Errors and absences in education are compounded by well-documented anti-Black bias in the publishing industry. A recent survey of the industry found that just 5 percent of workers in the publishing industry are Black; the number is just 1 percent for editorial staff, who play a crucial role in deciding which books get published. Even well-established, award-winning Black novelists are often paid advances far smaller than those unknown white authors receive for their debut books. 

“For all of us in the book industry and in many other sectors, this ought to be a moment of humility and self-critique,” wrote Dorothea von Moltke, owner of Labyrinth Books, in an email to The Daily Princetonian. 

Labyrinth is an independent bookstore in Princeton and supplies textbooks for most of the University’s classes. 

The motto of Labyrinth Books is “read… think… act,” and the store’s team has long worked to center the work of Black authors in the books the shop carries, on social media, and in online events.

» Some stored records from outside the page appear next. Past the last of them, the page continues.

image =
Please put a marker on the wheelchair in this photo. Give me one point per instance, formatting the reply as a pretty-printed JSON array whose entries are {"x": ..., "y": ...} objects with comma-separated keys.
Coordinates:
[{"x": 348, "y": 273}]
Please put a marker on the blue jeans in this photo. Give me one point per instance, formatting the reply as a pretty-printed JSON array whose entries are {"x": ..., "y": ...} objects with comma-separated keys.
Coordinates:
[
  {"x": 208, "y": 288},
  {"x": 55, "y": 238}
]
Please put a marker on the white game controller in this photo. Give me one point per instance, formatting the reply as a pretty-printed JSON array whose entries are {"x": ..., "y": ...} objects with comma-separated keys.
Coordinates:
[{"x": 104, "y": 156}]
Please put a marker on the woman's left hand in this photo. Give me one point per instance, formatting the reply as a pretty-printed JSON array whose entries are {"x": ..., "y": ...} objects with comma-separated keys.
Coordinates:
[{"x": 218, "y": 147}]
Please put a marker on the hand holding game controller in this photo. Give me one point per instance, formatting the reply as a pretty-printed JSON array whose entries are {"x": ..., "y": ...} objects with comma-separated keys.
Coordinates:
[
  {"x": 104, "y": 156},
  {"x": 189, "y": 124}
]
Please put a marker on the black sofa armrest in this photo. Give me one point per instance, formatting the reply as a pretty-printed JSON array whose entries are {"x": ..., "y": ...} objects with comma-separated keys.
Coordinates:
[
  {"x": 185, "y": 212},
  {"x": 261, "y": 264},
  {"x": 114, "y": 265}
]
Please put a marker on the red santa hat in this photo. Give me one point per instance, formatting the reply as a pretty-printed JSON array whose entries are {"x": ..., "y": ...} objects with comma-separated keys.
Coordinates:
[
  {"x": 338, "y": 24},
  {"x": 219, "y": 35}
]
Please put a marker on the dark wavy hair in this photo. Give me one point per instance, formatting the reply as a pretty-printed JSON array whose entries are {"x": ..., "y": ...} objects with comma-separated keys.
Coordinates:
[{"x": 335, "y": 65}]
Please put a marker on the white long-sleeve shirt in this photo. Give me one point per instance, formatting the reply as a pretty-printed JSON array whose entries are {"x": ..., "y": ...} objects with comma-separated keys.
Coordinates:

Most recently, Labyrinth collaborated with Haymarket Books to host conversations with Ibram X. Kendi, Glaude, and Professor Emeritus Cornel West GS ’80.  

The store has seen a surge in interest in anti-racist works and books by Black authors more generally, even briefly selling out of some popular titles at the beginning of June. 

“There has never been another political moment that I know of when such a wide range of people decided not just to ‘show up’ but also to ‘read up’ on all aspects of structural racism,” von Moltke wrote. “The same books that sold out at Labyrinth sold out everywhere, and all have had to go into new printings.”

Even so, the convenience and brand-recognition of massive online retailers such as Amazon have funneled a significant portion of such profits away from Black-owned businesses and into the pockets of white-owned corporations. 

Turning the page on buying habits

In June, Edwin Rosales ’17 founded Turn The Page, a collective that supports Black-owned bookstores to ensure they benefit from renewed national interest in the anti-racist literature they have been promoting for decades. 

Co-led by Rosales, Tyler Cruz, Maal Imani West, and Abigail Jean-Baptiste ’18, Turn The Page works with Source of Knowledge to curate bi-monthly Black Liberation Literature Collections, which readers can order from a new online storefront.

“In their beginning steps towards allyship, many Americans turned to white authors and capitalist institutions to inform them about the racial injustice Black people face in America. These actions, however, were contradictory to their intention,” notes the Turn The Page website. “You cannot be in true pursuit of Black liberation if you’re choosing to give your money to white capitalist institutions over small Black owned businesses.”

McKinney emphasized this point in a Zoom discussion between leaders of Turn The Page and Source of Knowledge hosted by the Lewis Center for the Arts on Aug. 7.

“It's so convenient when you go in Barnes and Noble or Amazon. The first thing you see is ‘Black Lives Matter,’” McKinney said. “No, it’s the dollars that matter.”

So far, in their work to change these buying habits, Turn The Page has connected with 5,000 readers in 34 states, bringing in over $25,000 in revenue for Source of Knowledge. 

“White America is buying from us now — buying a lot from us. Every day they call us, and we don’t want it to stop,” George said. “This is something new to us.”

To build lasting change, though, those interviewed stressed that non-Black Americans must continue to support Black-owned businesses and educate themselves long after the current protests fade from the news. 

“Decolonizing your bookshelf isn’t just about having a bunch of Black authors on that shelf,” Jean-Baptiste said. “How are you having conversations with your friends and your family about what you’re learning in this work? How is it going beyond your isolated reading experience? And how is that being integrated into your mind and into your daily practice?”

“This fight is going to be years long,” Hodges said. “So I wouldn’t advise anyone to just read the whole list [of anti-racist literature] over the summer and then have that be it, but just to really think about ways to have this be a moment that has longevity.”